We also know that some of the major vaccine manufacturers such as Pfizer BioNTech and Moderna have taken steps to update their vaccines to include protection against the Alpha, Delta and other known variants, as possible booster shots should they be required.
That’s the kind of forward thinking we need because, as with known variants, new ones may spring up without much notice and as was the case for the Alpha and Delta variants, each of which became the dominant variant within a few weeks, especially when countries open up their borders. The recent outbreak in China is a lesson to be heeded.
If anyone needs reminding, surely the surging numbers of cases in so many countries around the world makes the point.
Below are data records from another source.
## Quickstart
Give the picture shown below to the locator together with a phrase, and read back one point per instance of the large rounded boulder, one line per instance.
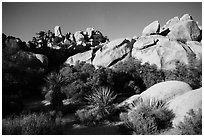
(185, 31)
(166, 90)
(112, 52)
(85, 56)
(162, 91)
(183, 103)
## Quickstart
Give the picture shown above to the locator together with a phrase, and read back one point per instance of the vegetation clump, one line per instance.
(148, 117)
(100, 107)
(30, 124)
(192, 124)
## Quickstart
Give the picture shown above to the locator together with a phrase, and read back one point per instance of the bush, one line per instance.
(99, 109)
(190, 73)
(148, 117)
(192, 124)
(31, 124)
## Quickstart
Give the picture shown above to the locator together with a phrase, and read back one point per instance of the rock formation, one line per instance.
(176, 41)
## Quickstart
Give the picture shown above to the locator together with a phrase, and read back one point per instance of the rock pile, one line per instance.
(164, 46)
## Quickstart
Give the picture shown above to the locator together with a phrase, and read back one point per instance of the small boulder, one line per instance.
(85, 56)
(169, 24)
(166, 90)
(161, 51)
(79, 38)
(196, 47)
(58, 32)
(186, 17)
(152, 28)
(89, 32)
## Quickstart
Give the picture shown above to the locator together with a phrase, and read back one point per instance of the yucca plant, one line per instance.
(102, 99)
(54, 82)
(99, 109)
(192, 124)
(148, 116)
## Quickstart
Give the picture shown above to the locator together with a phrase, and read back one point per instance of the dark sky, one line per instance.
(116, 20)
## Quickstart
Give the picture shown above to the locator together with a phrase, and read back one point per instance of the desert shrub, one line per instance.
(151, 74)
(143, 75)
(192, 124)
(148, 117)
(99, 109)
(190, 73)
(30, 124)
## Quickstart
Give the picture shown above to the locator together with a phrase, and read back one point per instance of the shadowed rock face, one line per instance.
(22, 71)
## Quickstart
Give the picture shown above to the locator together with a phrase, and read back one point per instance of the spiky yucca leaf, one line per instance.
(102, 97)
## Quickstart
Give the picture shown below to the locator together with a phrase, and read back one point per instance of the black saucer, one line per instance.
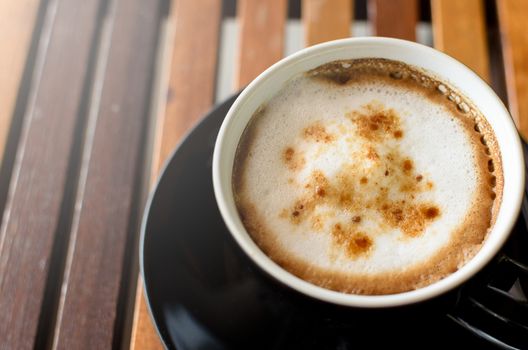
(203, 293)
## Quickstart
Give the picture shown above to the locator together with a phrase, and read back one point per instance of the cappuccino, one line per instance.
(368, 176)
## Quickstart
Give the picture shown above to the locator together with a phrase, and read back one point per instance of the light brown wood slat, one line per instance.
(17, 20)
(261, 37)
(326, 20)
(107, 213)
(459, 29)
(39, 176)
(192, 73)
(513, 19)
(195, 31)
(394, 18)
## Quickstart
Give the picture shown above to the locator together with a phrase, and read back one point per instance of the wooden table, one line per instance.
(95, 94)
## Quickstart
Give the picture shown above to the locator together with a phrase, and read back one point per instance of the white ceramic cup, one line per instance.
(440, 65)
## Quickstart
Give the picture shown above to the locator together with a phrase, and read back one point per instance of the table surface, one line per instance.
(94, 96)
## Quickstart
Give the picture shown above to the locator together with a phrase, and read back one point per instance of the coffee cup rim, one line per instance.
(434, 62)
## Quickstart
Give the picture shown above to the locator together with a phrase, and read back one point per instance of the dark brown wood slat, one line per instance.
(513, 17)
(107, 216)
(193, 28)
(326, 20)
(39, 176)
(461, 35)
(394, 18)
(261, 37)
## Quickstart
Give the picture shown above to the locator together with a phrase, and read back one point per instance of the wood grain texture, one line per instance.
(192, 69)
(38, 183)
(326, 20)
(193, 34)
(513, 18)
(104, 219)
(17, 21)
(459, 29)
(394, 18)
(261, 37)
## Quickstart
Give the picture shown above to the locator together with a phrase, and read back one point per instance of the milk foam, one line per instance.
(433, 138)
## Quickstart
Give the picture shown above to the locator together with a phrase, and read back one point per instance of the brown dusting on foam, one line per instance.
(354, 243)
(317, 133)
(375, 123)
(389, 191)
(293, 159)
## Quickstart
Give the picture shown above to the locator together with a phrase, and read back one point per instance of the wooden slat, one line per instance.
(461, 35)
(261, 38)
(513, 19)
(326, 20)
(194, 28)
(39, 175)
(394, 18)
(17, 20)
(106, 209)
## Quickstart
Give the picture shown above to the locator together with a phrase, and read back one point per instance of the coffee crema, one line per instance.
(368, 176)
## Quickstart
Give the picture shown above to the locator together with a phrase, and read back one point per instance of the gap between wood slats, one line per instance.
(513, 17)
(19, 109)
(40, 169)
(50, 304)
(108, 218)
(190, 89)
(17, 20)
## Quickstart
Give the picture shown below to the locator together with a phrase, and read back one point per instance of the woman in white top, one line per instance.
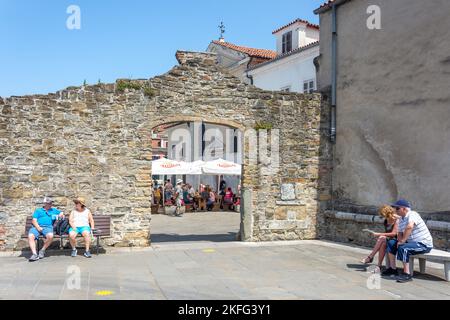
(81, 222)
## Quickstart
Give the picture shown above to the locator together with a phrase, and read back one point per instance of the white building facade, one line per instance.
(293, 69)
(290, 68)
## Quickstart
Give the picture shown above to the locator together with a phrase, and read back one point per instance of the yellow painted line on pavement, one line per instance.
(104, 293)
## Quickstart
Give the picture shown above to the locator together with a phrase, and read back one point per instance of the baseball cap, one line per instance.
(47, 200)
(402, 203)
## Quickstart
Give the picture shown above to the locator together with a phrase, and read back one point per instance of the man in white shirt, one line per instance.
(413, 238)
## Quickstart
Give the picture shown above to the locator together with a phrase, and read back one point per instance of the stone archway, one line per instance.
(95, 141)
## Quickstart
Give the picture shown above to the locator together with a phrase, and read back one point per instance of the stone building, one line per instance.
(95, 141)
(392, 110)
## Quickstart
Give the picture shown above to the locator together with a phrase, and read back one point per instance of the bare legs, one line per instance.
(87, 239)
(32, 243)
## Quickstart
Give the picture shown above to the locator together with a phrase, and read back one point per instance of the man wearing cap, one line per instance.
(179, 197)
(413, 238)
(43, 219)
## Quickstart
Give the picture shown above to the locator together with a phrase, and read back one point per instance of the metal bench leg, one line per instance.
(447, 270)
(422, 265)
(411, 266)
(387, 261)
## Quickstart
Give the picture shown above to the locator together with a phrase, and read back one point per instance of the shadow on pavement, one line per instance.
(162, 237)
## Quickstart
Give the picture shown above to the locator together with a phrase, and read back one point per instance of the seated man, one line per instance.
(413, 238)
(43, 219)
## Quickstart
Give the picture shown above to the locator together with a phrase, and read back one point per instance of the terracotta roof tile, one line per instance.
(288, 54)
(252, 52)
(308, 24)
(328, 5)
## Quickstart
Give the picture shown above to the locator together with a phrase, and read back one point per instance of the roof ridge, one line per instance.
(308, 24)
(285, 55)
(254, 52)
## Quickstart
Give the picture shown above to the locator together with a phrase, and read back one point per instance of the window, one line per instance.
(309, 86)
(287, 42)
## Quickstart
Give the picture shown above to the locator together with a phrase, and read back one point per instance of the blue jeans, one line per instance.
(406, 250)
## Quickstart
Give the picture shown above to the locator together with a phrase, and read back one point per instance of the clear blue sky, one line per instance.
(123, 39)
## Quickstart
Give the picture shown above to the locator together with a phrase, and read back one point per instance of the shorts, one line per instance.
(80, 230)
(406, 250)
(45, 231)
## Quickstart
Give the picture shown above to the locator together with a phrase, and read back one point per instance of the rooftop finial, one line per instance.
(222, 31)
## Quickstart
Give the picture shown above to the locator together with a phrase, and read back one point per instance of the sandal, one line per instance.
(367, 260)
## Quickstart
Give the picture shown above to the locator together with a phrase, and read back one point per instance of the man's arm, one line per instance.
(36, 225)
(71, 222)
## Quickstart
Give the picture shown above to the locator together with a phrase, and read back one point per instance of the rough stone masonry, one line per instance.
(95, 141)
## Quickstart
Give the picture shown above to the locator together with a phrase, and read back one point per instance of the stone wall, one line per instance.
(95, 141)
(347, 227)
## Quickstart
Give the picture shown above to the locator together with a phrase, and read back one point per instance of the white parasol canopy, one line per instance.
(171, 167)
(222, 167)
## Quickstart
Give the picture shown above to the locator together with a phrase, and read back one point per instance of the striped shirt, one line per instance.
(420, 232)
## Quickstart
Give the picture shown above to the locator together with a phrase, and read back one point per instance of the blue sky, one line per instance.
(124, 39)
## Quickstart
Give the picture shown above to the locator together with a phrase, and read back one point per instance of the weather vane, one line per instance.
(222, 30)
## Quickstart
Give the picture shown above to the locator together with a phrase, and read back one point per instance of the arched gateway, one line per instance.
(95, 141)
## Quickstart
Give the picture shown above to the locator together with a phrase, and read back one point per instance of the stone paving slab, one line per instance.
(284, 270)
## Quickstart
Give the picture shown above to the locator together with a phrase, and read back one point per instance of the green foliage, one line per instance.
(149, 92)
(263, 126)
(127, 84)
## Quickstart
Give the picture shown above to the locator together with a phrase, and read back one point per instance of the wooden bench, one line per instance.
(102, 229)
(435, 255)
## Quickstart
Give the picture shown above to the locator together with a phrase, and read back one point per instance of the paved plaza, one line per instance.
(184, 263)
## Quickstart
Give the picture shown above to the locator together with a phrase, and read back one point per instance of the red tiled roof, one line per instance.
(252, 52)
(308, 24)
(285, 55)
(328, 5)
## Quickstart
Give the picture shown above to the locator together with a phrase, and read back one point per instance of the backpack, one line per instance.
(62, 227)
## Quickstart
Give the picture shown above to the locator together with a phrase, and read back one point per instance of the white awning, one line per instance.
(222, 167)
(216, 167)
(172, 167)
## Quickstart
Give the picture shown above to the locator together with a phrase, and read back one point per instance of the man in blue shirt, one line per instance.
(43, 219)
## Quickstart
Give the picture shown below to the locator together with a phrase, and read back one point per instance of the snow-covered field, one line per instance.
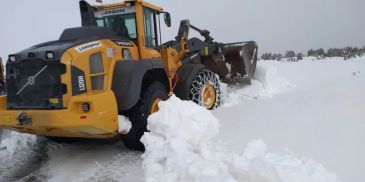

This is a worldwide problem and cannot be solved without looking after our brothers and sisters everywhere, not just protecting those within our borders.
Sharing vaccines with hot spots elsewhere in the world helps us as well as them corral what has become a highly transmissible virus, rivaling chickenpox which for those of us who remember, was very easy to pass on.
Our concern should be variants we don’t yet know about. Remember, evolution is opportunistic and in the case of SARS-CoV-2, quick to exploit weaknesses in public health measures, including our behaviour, vaccines and our immune systems.
Most worrisome of all would be breakthrough infections that go beyond common cold symptoms to involve the lower respiratory tract and beyond. That would be a nightmare revisited in long-term care facilities and beyond.
The evidence is worrisome and as we’ve learned in this pandemic, evidence counts.
Dr. William Brown is a professor of neurology at McMaster University and co-founder of the Infohealth series at the Niagara-on-the-Lake Public Library.